In the world of long-distance running, there are a few dividing issues, and pacers—those individuals who run alongside registered runners in a race with the intention of helping them finish—is a big one. Pacers are a common part of ultra running, and many races have specific rules regarding how much of the race pacers can participate in and what they are and are not allowed to do as far as aiding their runner. Many runners utilize pacers, others simply accept their presence, and others still feel they provide an unfair advantage and should not be allowed.
They are most commonly used in very long distance races, or ultramarathons, of 50 miles and up. Most ultras will state directly in the race rules whether or not pacers are allowed. If they are, there are usually rules about how many of the miles they can accompany a runner (they usually join in toward the middle of the distance and can remain with the runner through the finish line) and what sort of assistance they can actually offer the runner. For example, pacers will frequently carry additional or back-up food, hydration, clothes, lights, or medical supplies for a runner. The primary job of a pacer, however, is always to simply encourage the runner to keep moving forward; to be a voice of reason and support when exhaustion and delirium set up. Although we have no intention of declaring a ‘correct’ side to this debate, we thought it deserved a closer look.
Bring on the pacers!
They aren’t hurting anything, so what’s the problem? Pacers traditionally join the runner later in the race when runners are pretty spread out anyway, so there is rarely an issue of pacers getting in another runner’s way. What else could they possibly do ‘wrong’—accidentally offer someone they aren’t officially pacing some encouragement or an extra gel packet?
Pacers are merely offering support, like a spectator who takes the extra step—or, miles in this case. They are a friend, a personal cheerleader, and a voice of reason when a runner may find themselves stuck in the tunnel vision of negativity or self-doubt that long distance running can sometimes bring on. At the end of the race, it is still the runner him or herself who covered every step of the distance.
‘No go’ on the pacers:
Running is an individual sport by nature. Isn’t the point to see how far you can go on your own volition and gumption? Therefore, if someone else is carrying part of your load—physical and emotional—isn’t that…cheating? Some purists consider an assigned helping hand through the fog of exhaustion and various emotional lows that most runners experience in ultra distances as an unfair advantage.

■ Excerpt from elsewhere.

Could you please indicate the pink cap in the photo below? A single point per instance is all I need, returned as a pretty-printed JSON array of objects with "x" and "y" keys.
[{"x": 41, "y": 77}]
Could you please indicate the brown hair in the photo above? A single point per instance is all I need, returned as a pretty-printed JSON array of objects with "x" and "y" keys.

Sure, some races don’t let pacers do anything for the runner beyond run next to them; the pacers aren’t even allowed to touch them, let alone provide them with any food, water, or other supplies. However, any runner out there can attest to the difference that having a warm body next to you, co-suffering, makes. Simply due to the nature of human beings, knowing someone is going through an experience with you, especially when that person is offering kind and encouraging words to keep your mindset on track, you are more likely to succeed. As with many debates, there isn’t a clear ‘right’ and ‘wrong’; both sides have valid points and will undoubtedly have faithful supporters.